From: Rowland Shaw <Rowland.Shaw@crystaldecisions.com>
Date: Mon, 14 Jan 2002 03:28:38 -0800
To: "'Christian Wolfgang Hujer'" <Christian.Hujer@itcqis.com>, Geoff McNeil <g.mcneil1@ntlworld.com>, www-html@w3.org
Message-ID: <963A03BCAFF059488BAFF33AE5C8709707FF3A@IPSENT04>

From: http://www.w3.org/TR/html401/sgml/entities.html
<!ENTITY pound CDATA "&#163;" -- pound sign U+00A3 ISOnum -->

So:
You can use &pound; instead of &#163; for readability in HTML/4.01. Charset
*shouldn't* matter then (although you'd still need the underlying font to
have the character defined)


PS: Sorry for having an annoying mailer for replying :o)

-----Original Message-----
From: Christian Wolfgang Hujer [mailto:Christian.Hujer@itcqis.com]
Sent: 14 January 2002 10:53
To: Geoff McNeil; www-html@w3.org
Subject: RE: Use of Symbols


Hello Geoff,

> -----Original Message-----
> From: www-html-request@w3.org [mailto:www-html-request@w3.org]On Behalf Of
Geoff McNeil
> Sent: Friday, January 11, 2002 5:26 PM
> To: www-html@w3.org
> Subject: Use of Symbols
>
>
> On trying to validate my document i keep getting an error due to my use of
the £ sign.  Is there a code i should be using or another way of displaying
this image on my documents?


what charset have you used for encoding your document, and what charset have
you declared for your document? If it is not iso-8859-1 or a similar in both
cases, the well-formedness check of the validator will fail.

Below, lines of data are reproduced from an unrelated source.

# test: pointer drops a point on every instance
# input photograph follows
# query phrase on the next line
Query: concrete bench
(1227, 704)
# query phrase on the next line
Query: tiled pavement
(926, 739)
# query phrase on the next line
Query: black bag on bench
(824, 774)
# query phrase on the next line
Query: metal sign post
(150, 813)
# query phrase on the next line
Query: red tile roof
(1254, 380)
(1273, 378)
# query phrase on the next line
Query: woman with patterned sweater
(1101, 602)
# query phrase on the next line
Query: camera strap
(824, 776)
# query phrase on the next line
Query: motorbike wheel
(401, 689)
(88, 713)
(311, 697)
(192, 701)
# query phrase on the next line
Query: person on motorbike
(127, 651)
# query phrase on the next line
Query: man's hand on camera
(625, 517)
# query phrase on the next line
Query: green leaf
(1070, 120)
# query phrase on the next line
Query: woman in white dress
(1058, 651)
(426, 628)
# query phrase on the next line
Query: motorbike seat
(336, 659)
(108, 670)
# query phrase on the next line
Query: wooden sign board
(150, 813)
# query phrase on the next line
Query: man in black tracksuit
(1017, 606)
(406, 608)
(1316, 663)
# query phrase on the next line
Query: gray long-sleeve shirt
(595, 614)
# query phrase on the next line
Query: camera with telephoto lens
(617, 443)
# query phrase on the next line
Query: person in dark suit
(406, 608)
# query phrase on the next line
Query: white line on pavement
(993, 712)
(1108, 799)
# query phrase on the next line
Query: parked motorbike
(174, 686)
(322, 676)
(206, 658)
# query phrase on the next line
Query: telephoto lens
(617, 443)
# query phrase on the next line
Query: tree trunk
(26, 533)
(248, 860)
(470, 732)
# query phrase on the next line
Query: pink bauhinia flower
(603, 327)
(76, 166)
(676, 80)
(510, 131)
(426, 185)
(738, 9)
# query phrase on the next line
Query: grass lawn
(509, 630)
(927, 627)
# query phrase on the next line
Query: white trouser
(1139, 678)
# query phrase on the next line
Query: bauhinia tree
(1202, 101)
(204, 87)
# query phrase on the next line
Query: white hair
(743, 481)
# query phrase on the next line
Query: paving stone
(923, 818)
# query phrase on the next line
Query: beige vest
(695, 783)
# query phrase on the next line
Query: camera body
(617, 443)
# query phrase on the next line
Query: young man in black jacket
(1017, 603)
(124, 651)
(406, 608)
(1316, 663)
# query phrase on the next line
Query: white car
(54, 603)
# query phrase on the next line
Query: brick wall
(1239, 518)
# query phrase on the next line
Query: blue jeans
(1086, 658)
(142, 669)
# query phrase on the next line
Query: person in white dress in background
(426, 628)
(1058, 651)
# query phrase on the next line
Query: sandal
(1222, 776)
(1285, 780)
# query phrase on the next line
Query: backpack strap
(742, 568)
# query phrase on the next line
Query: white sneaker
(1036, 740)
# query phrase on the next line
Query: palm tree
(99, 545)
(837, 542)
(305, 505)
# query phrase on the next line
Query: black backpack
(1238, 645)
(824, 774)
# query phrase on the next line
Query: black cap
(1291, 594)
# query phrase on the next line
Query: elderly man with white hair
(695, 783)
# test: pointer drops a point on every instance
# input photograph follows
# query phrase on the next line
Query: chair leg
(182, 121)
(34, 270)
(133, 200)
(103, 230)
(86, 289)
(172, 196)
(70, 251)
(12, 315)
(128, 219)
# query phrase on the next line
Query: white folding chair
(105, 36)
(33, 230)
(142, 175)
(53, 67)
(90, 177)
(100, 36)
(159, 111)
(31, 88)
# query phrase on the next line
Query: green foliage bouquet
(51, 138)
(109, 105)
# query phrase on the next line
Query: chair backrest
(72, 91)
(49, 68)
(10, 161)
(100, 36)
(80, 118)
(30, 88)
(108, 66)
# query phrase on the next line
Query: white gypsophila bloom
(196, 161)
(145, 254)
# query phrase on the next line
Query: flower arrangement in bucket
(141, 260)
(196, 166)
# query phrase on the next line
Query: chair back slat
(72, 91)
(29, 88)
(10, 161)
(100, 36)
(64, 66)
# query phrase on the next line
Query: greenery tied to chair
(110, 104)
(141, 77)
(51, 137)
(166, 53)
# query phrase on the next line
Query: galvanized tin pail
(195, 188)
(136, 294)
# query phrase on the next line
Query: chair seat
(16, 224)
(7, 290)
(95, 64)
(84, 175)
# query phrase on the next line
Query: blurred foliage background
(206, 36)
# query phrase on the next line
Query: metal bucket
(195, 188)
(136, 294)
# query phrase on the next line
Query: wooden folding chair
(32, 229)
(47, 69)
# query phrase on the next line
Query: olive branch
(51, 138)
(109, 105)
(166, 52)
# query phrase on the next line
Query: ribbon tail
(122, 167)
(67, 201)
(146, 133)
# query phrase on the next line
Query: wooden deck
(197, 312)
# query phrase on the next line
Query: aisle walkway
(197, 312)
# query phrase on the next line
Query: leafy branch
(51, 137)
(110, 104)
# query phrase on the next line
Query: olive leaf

Usually the pound sign may not occur unencoded in an XML or HTML document,
it needs to be encoded using a character entity like this: &#163;

It is a good advice to always encode all non-ASCII-characters (ASCII is a 7
Bit encoding, ranging from ASCII/most ISO/Unicode characters 0-127) using
character entities, at least when the language used in the document mainly
uses a writing based on the latin alphabet. If the language for the document
does not use a writing based on the latin alphabet, using UTF-8 encoded
Unicode is a good alternative.

The charset you use must be declared like this (iso-8859-1 used for these
examples):

[examples snipped]

Beware not to use these "cp..." or "...windows..." charsets because these
are not just legacy charsets, these are proprietary charsets and won't be
understood by most browsers.
iso-8859-*, though still often in use, already is considered to be a legacy
charset. The future definitely is UTF-8 and UTF-16.

Received on Monday, 14 January 2002 06:29:11 UTC